The futures of both clubs and their fate in the forthcoming season were thrown into doubt at the end of the last campaign, with City Football Group’s prized assets having both qualified for the UEFA Champions League tournament in 2024/25.

The two clubs coming under the same ownership and competing in one European competition created a potential conflict with UEFA’s multi-club ownership rules, with Girona and Manchester City forced into changes of their ownership in order to compete.

Following dialogue, the shares held in Girona are confirmed to have been transferred to independent trustees “through a blind trust structure established under the supervision of the CFCB”, while the measure will only apply to the forthcoming 2024/25 campaign.

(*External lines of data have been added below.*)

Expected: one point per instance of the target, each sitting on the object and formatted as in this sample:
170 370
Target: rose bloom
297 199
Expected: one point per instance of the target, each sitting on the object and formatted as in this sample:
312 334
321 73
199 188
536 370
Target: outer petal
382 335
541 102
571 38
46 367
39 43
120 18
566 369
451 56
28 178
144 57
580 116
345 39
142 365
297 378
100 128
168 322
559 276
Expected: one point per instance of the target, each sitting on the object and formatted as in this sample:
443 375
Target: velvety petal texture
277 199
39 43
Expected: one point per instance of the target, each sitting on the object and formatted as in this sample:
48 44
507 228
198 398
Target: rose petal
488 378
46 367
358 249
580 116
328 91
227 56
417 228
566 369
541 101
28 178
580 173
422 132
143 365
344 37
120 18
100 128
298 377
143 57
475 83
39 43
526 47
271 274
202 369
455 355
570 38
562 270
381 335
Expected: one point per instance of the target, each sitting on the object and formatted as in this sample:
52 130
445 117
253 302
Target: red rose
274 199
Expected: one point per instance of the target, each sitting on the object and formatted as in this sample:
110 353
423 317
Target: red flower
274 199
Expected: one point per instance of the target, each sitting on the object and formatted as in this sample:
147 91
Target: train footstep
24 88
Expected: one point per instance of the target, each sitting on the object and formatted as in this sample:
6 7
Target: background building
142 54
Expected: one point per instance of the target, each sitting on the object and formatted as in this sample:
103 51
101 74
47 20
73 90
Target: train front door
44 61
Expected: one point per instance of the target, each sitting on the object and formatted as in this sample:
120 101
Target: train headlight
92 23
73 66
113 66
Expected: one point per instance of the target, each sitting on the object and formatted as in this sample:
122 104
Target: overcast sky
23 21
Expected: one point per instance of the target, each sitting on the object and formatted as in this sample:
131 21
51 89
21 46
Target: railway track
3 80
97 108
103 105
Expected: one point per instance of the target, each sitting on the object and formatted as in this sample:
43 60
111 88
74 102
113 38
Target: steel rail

However, following the conclusion of such a matter, a separate agreement has now been struck that will concern the individual playing squads at both Manchester City and Girona for the upcoming campaign.

As confirmed by UEFA on Friday, it has been agreed that Manchester City will not be permitted to transfer players to or from their sister club Girona until September 2025, including the summer transfer window of 2025.

Despite the ruling, the report does clarify that Manchester City will still be permitted to sign Girona’s on-loan winger Savio this summer, with that deal involving the Premier League champions and ESTAC Troyes, who have not qualified for Champions League football.

City and Girona are known to have exchanged multiple players over the last few seasons, with the most-recent deal seeing Brazil international Yan Couto star at the La Liga side on-loan from the Etihad Stadium.

Recent reports also suggested that James McAtee could be of interest to Míchel and Girona recruitment bosses, however the latest ruling from UEFA is likely to block temporary agreements alongside permanent moves.